Wednesday, 15 June 2016

A normal summer's day - or how hooves cope with wet weather

When I posted my last morning videos I had a comment from Dancing Donkey who said:

"You know, I've watched the video you posted last week of the horses coming in and this one several times because I was so struck by how dry and hard your ground is in the middle of Spring. 

My 8 year old mare has never worn shoes, is a on a strict and balanced diet and lives on a track system and yet we are still plagued with hoof troubles. These videos really explain everything though. The ONLY time my fields are ever this dry is maybe a 4-6 week period in July and August. The rest of the time, they either squelch or are covered in deep snow. Despite the hard ground around and in the barn, I cannot win against the constant waterlogged state of the hooves. I've already spent over $5000 providing that bit or dry, hard ground and it shrinks father back into the mud every year. I looked into trying to build a hard track, just 8 feet wide around my land, the cost was nearly $50,000. 

Watching those horses come tromping in off of dry pasture in the middle of May really brought home to me the impossibility of healthy bare feet on this property."

I feel for DD because that particular video clip gave a totally uncharacteristic impression of the Exmoor climate, which is actually wet, wet, wet...and of course now, 3 weeks later, we are back to normal and are squelching around again.

In a dry year we will also get a few weeks (rarely more than 3) of dry weather and thats exactly what we had in May. But before that we had (as I told her in my comment) an incredibly wet winter and we average between 75-90+ inches of rain a year.

Wet weather really isn't a problem for bare hooves - in fact our own horses work hardest through the winter when the ground is truly sodden - and their feet still stand up to miles on roads and stony tracks. The secret is keeping the work consistent and feeding a very, very good diet.

So here you go DD - and anyone else struggling with another "glorious" - or typically English summer - have a splash around with us :-) This is a video from a few years ago, in July, but you get the idea - and this June its back to normal here now, for sure!
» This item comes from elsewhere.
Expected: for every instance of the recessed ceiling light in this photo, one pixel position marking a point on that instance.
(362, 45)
Wet morning from Nic Barker on Vimeo.


Madeleine said...

Hi Nick,

What do you consider to be a 'very, very good diet?' I have moved my three native ponies to The Isle of Skye and I'm wondering how their feet will adapt to extremely wet winter conditions. They will have a combination of muddy, rough grazing and a lot of heather to graze/stand on.

Nic Barker said...

Hi Madeleine,
There is lots of information in earlier blog posts - if you search for "feed" you should find what you need - if not let me know.

Madeleine said...

Thank you, I will search through your advice.